Seniors: Resisting Apathy and Enriching Optimism

Oct 22nd, 2009 | By | Category: Senior Moments Blog

The codger (aka senor citizen) was asked: what is the definition of apathy?  His reply “I don’t know and I don’t care.”  About sums it up for persons whose lives have melted into total routine.  Where do we go from here? or, “is this all folks?” If so, there could be a lot of living years out there begging for something exciting, provocative and different.  Maybe you believe that 60 is the cutoff time for seniors.  I don’t think so.  Maybe you believe the curtain slowly edges down on the stage as the years introducing retirement come on.  Maybe you think that it’s just down hill all the way to death.  What a lousy, defeatist view of what life brings as one grows older.  It has to be better than that.

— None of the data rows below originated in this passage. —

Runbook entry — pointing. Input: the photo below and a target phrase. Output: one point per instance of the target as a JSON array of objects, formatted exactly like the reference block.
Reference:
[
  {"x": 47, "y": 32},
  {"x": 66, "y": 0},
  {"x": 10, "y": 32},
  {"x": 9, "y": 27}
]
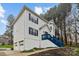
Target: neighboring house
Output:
[{"x": 28, "y": 29}]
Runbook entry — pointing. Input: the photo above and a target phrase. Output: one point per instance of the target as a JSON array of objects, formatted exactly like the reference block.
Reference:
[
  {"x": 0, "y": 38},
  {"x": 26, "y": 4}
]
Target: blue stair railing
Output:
[{"x": 53, "y": 39}]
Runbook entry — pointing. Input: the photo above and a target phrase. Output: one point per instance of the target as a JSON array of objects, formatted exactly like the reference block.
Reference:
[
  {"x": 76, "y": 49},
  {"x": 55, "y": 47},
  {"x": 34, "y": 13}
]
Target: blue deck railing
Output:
[{"x": 53, "y": 39}]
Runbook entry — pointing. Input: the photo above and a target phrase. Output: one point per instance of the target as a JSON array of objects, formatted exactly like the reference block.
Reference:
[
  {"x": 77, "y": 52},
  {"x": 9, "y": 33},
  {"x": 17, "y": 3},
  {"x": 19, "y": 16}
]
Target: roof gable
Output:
[{"x": 26, "y": 8}]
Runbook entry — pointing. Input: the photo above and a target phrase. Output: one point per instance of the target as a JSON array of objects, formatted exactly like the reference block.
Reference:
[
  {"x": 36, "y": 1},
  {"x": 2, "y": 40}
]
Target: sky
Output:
[{"x": 14, "y": 8}]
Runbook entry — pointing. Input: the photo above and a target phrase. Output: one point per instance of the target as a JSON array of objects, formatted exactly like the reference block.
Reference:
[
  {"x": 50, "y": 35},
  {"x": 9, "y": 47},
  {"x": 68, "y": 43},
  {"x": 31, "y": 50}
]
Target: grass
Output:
[
  {"x": 32, "y": 50},
  {"x": 6, "y": 46}
]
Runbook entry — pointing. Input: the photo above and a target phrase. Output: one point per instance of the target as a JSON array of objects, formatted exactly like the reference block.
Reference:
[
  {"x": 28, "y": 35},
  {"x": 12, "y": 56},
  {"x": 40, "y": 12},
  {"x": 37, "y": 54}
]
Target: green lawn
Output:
[{"x": 6, "y": 46}]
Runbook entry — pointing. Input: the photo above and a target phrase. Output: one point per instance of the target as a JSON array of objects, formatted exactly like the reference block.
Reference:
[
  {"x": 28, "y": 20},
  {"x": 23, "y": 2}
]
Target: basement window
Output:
[{"x": 21, "y": 43}]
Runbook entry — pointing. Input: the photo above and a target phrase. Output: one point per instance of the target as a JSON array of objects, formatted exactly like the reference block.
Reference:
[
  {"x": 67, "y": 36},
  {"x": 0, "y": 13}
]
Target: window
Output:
[
  {"x": 34, "y": 20},
  {"x": 15, "y": 43},
  {"x": 21, "y": 42},
  {"x": 33, "y": 31}
]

Among the contributors to illness and even death are “not giving a damn,” deciding that “life is a bore,” choosing only what is available, just “going along to get along.” My there are a lot of escape routes for choosing an expansive life  experience as opposed to a limited one.

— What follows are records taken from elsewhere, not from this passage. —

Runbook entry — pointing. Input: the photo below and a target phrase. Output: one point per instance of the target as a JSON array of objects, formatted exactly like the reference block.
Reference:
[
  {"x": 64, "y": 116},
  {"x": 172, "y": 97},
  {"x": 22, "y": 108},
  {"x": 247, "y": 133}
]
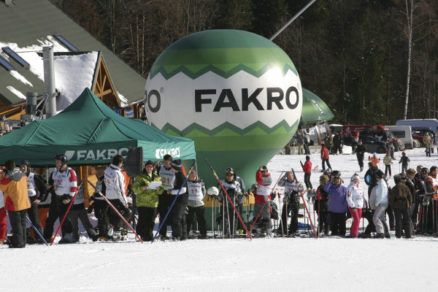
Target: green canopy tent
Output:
[
  {"x": 89, "y": 132},
  {"x": 315, "y": 110}
]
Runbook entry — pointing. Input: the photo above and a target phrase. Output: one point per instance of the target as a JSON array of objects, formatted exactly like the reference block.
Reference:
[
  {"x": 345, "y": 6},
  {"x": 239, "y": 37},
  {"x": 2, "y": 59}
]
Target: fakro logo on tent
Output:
[
  {"x": 95, "y": 154},
  {"x": 174, "y": 152}
]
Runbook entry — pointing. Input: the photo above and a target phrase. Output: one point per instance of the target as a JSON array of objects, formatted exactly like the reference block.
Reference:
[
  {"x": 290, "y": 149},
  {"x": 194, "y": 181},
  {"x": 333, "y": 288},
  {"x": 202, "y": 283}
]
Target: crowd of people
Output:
[{"x": 176, "y": 196}]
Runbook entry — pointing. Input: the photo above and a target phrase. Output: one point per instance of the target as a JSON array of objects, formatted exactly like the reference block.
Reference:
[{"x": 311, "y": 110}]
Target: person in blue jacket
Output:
[{"x": 337, "y": 206}]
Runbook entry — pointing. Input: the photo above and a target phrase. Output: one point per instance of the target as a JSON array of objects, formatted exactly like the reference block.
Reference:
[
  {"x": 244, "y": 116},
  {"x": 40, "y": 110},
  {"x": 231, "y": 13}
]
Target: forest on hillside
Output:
[{"x": 354, "y": 54}]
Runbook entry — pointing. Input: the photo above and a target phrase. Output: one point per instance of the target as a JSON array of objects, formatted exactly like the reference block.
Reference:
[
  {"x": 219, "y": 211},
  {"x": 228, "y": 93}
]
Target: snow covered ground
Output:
[{"x": 276, "y": 264}]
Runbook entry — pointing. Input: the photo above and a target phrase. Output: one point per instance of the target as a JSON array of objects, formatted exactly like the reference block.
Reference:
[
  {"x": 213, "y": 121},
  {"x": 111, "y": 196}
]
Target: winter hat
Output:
[
  {"x": 397, "y": 178},
  {"x": 379, "y": 174},
  {"x": 355, "y": 176},
  {"x": 410, "y": 171}
]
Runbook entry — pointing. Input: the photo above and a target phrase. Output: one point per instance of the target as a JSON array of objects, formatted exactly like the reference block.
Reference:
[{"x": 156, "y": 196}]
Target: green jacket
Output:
[
  {"x": 387, "y": 160},
  {"x": 146, "y": 198}
]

Apathy has unique means for mesmerizing you into going along with a routine that has no creative excitement available.  Life without flowers is dull.  Life without laughter lacks lustre.  Life without serendipity is too structured. Life which chooses boredom over a whole universe  of other options promises emptiness.

The magazine, Reader’s Digest, is now in bankruptcy.  It was, for years, the fodder that fed older people.  It was a collection of articles taken from other magazines.  It, in other words, stole its material to stay alive.  Advertisers, for years, paid for the plagiarism of the magazine.  There was little creativity, almost no reason for it to continue its existence.  Until finally, advertisers said people are getting that information from somewhere else, why should we pay for it here or twice?  The magazine today is a slim shadow of what it once was.

The world of today’s thinking mind and challenged  humanity is much more inclined toward boundaries with no fences.  Climbing over or under is no big deal.  Recently the automotive industry has been shown that label loyalty is a thing of the past.  “Just because” is no longer good enough.  More than anything else, the Internet has opened the floodgates of possibility for everyone.  What once was deemed sacred is no longer so.  What once was seen as “just the way it is”  is long past.  People today explore, probe, look beyond, push the limits of almost everything. 

We are at the moment that recognizing our limits is understanding how many limitations have been erased, lifted, removed.  We are a freer people whose opportunities are much greater, whose wherewithal to seek and find is more inviting, whose realities are less confined. 

We are living in a new time when apathy has less influence and optimism is more inviting.